JawaPos.com - Korea Utara mengecam keras uji coba rudal jelajah Tomahawk yang baru-baru ini dilakukan Jepang. Pyongyang menuduh langkah tersebut menjadi bukti bahwa Tokyo sedang menyembunyikan ambisi untuk memperkuat kemampuan militernya.
Seperti dilansir Kyodo, Rabu (5/8), kecaman itu disampaikan Kim Yo Jong, adik perempuan pemimpin Korea Utara Kim Jong Un sekaligus pejabat senior Partai Pekerja Korea. Pernyataannya dimuat oleh media pemerintah Korean Central News Agency (KCNA).
"Sudah jelas bahwa langkah tersebut hanyalah taktik untuk menutupi ambisi mereka menjadi kekuatan militer besar," kata Kim Yo Jong.
Ia juga menyebut Jepang sebagai "negara penjahat perang" dan meminta masyarakat internasional meningkatkan kewaspadaan terhadap apa yang disebutnya sebagai ambisi militer Tokyo. Menurut Kim, Jepang masih ingin mewujudkan kembali impian ekspansionisme pada masa perang.

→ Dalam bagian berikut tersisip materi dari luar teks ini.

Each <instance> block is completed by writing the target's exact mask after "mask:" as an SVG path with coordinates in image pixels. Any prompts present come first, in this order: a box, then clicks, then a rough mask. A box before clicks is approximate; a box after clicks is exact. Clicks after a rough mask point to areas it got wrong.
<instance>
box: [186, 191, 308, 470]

Pernyataan tersebut muncul sekitar sepekan setelah Kementerian Pertahanan Jepang mengumumkan Pasukan Bela Diri Jepang untuk pertama kalinya melakukan uji coba penembakan rudal jelajah Tomahawk buatan Amerika Serikat dari sebuah kapal perusak.

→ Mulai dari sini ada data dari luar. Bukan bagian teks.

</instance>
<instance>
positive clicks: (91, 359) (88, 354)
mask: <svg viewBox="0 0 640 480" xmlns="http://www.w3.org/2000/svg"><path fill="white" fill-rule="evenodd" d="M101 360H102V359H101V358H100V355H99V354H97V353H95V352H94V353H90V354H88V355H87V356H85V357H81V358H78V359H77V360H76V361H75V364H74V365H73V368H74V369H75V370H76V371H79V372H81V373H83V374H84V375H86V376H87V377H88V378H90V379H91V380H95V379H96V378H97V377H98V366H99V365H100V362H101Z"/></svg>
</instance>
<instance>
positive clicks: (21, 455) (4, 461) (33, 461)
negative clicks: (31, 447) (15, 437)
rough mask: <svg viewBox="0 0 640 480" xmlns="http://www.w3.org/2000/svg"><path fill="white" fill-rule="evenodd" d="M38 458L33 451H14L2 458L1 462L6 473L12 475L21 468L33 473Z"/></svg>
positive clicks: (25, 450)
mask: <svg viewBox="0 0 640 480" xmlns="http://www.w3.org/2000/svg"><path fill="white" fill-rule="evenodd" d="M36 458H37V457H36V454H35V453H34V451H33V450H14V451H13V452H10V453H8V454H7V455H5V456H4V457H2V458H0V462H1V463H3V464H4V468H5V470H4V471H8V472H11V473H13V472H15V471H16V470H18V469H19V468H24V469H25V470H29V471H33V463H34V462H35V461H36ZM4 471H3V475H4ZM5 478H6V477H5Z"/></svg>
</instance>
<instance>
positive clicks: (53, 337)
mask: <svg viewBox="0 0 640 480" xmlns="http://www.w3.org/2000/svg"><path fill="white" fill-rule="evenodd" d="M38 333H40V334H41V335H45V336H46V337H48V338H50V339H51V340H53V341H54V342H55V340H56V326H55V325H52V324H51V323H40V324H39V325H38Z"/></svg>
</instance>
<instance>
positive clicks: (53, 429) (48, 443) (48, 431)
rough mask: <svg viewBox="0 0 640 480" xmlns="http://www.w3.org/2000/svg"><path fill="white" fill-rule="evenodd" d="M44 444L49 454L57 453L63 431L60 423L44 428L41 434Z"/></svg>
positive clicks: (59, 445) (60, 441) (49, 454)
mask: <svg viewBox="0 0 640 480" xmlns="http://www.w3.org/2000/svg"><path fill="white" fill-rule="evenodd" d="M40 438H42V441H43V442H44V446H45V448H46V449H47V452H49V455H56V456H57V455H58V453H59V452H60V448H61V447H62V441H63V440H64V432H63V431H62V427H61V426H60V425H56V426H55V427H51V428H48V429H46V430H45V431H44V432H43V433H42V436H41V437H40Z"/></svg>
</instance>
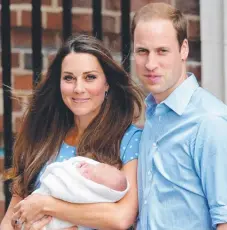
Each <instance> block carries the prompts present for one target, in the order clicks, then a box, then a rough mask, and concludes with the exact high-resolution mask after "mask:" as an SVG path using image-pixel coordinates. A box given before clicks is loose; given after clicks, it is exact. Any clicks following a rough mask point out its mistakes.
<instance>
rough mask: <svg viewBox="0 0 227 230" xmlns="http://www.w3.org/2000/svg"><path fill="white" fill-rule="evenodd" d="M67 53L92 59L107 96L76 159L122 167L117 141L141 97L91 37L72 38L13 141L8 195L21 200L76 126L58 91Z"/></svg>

Kemampuan tersebut merupakan bagian dari Strategi Keamanan Nasional Jepang yang diadopsi pada 2022. Kebijakan itu membuka jalan bagi Jepang untuk memiliki kemampuan menyerang pangkalan rudal musuh sebagai bentuk pertahanan diri yang tetap berada dalam batas Konstitusi Jepang yang menolak perang.
Kim Yo Jong menilai kecaman internasional saja tidak cukup untuk menghentikan langkah Jepang. Ia bahkan menyatakan Korea Utara akan membuat Jepang "menyesal", meski tidak menjelaskan langkah balasan yang akan diambil.
Dalam beberapa waktu terakhir, Korea Utara diketahui berfokus memperkuat kemampuan angkatan lautnya. Pernyataan Kim Yo Jong kembali menambah ketegangan hubungan kedua negara yang selama ini kerap berselisih terkait isu keamanan dan pengembangan persenjataan.